I guess that doesn't work for compound filters like [ATTR]>2 && [ATTR]<10

Dane Springmeyer
Owner

sticking close to CSS itself seems crucial. Of note: MapCSS supports lots of expressions and manages to avoid using [] to refer to attributes: http://wiki.openstreetmap.org/wiki/MapCSS/0.2#Selectors_-_tests

Colin Rundel

Thank you Dane for writing up a clear description of the issue. Currently my preference is to use the uglier double square brackets for the sake of consistency. In particular I think we need to keep

#foo [[ATTR]=1] { }

for the sake of consistency with

#foo {
  ...
  text-name:"[ATTR]";
  ...
}

since we need the brackets in the latter to distinguish the attributes from other text. There are possible work arounds but it makes the parser way more complex. In working on the C++ parser I've rewritten the expression parser for filters which accepts attributes both with and without brackets so both can easily be handled for the time being, but it can get away with this mostly because it assumes that attributes will always be on the left hand side of relational operators.

Robert Coup

i'm +1 on:

#foo {
  ...
  text-name:"[ATTR]";
  ...
}

I think if we start magically interpreting some strings as attributes and others as plain text, I think we'll end up in a mess.

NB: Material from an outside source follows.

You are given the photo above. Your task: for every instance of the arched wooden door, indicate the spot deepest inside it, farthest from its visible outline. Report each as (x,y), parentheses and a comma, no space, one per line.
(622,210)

But at the same time I'd much prefer the following:

#foo [ATTR=1] { }

@rundel, what cases fall apart if we do that?

I could imagine:

#foo [ATTR1=ATTR2] { }
#foo [ATTR1="foo/[ATTR2]"] { }
#foo [something(ATTR)=1] { }
#foo [something("foo/[ATTR]")=1] { }

but they don't seem particularly condradictory - use [ATTR] within literal strings, use ATTR in filters. Escape in literal strings via \[ATTR\].

Tom MacWright
Owner

Right now we support #foo [[ATTR1]=ATTR2] { …} as well as #foo [ATTR1=2] { …} for backwards compatibility.

Dane Springmeyer
Owner

supporting both seems to be working, shall we close this then?

Tom MacWright tmcw closed this December 19, 2012
Tom MacWright
Owner

Yep, I think so - there are definitely next-actions here like filters that compare fields, but most of this is figured out and consistified.